Citrix reconnaît un accès non autorisé à un système de gestion de contenus

C’est dans un billet de blog que Stan Black, RSSI de Citrix, reconnaît avoir été victime d’une intrusion informatique mineure. Il explique ainsi qu’un tiers a réussi à accéder à un serveur de gestion de contenus en profitant de sa configuration permettant les accès anonymes, sans authentification donc.

A l’automne, un pirate russe répondant au pseudonyme de W0rm avait revendiqué l’intrusion dans un serveur de gestion de contenus de Citrix. Mais Stan Black assure que ce serveur de pré-production ne permet pas, via l’accès anonyme, de modifier les contenus transmis aux serveurs de production des sites Web de la famille de produits GoTo.

Selon le RSSI, « les affirmations selon lesquelles un acteur malveillant pouvait modifier le contenu des sites de production, les configurations des serveurs Web, ou accéder à des systèmes internes à Citrix ne sont pas factuelles ». Toutefois, l’éditeur n’a pas manqué de durcir la configuration de son serveur et d’en modifier les mots de passe d’administration.

Surtout, Stan Black assure que le serveur affecté « ne contenait pas d’informations de clients, d’employés, ni de données sensibles ou confidentielles ».

Il précise enfin que, si le pirate a réussi à récupérer au passage un identifiant de compte ShareFile, ce dernier ne contenait pas de données sensibles non plus.

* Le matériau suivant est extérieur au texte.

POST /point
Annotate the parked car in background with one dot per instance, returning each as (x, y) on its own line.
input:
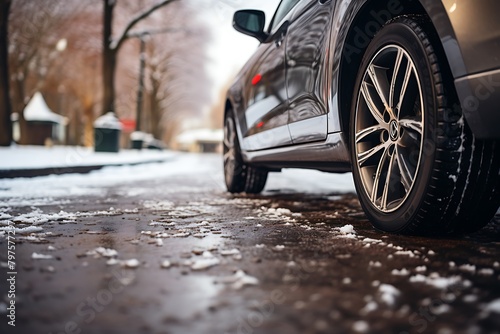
(405, 94)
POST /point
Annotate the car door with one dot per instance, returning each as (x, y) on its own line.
(266, 116)
(307, 90)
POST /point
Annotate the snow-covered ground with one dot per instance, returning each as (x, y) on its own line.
(29, 191)
(37, 157)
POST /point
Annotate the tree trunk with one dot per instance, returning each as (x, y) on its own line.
(109, 59)
(5, 106)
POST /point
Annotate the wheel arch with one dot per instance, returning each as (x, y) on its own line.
(370, 14)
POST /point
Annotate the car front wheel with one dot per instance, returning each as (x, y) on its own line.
(417, 167)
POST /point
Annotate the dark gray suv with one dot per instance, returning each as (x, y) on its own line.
(403, 93)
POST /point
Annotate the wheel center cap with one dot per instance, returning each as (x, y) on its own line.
(393, 130)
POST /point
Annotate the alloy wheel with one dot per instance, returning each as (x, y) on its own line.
(389, 125)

Et s’il a réussi à identifier un jeton d’API pour se connecter à ce compte, celui-ci ne permettait qu’un accès en lecture : « cet ancien compte ShareFile inutilisé a été désactivé et la clé d’API en lecture seule pour ce compte a été révoquée ».

Si Citrix s’en sort là à bon compte, on imagine que l’incident a dû donner lieu à des discussions tendues en interne, notamment sur des sujets tels que la gestion du cycle de vie de certains comptes utilisateurs, ou encore de la configuration de systèmes.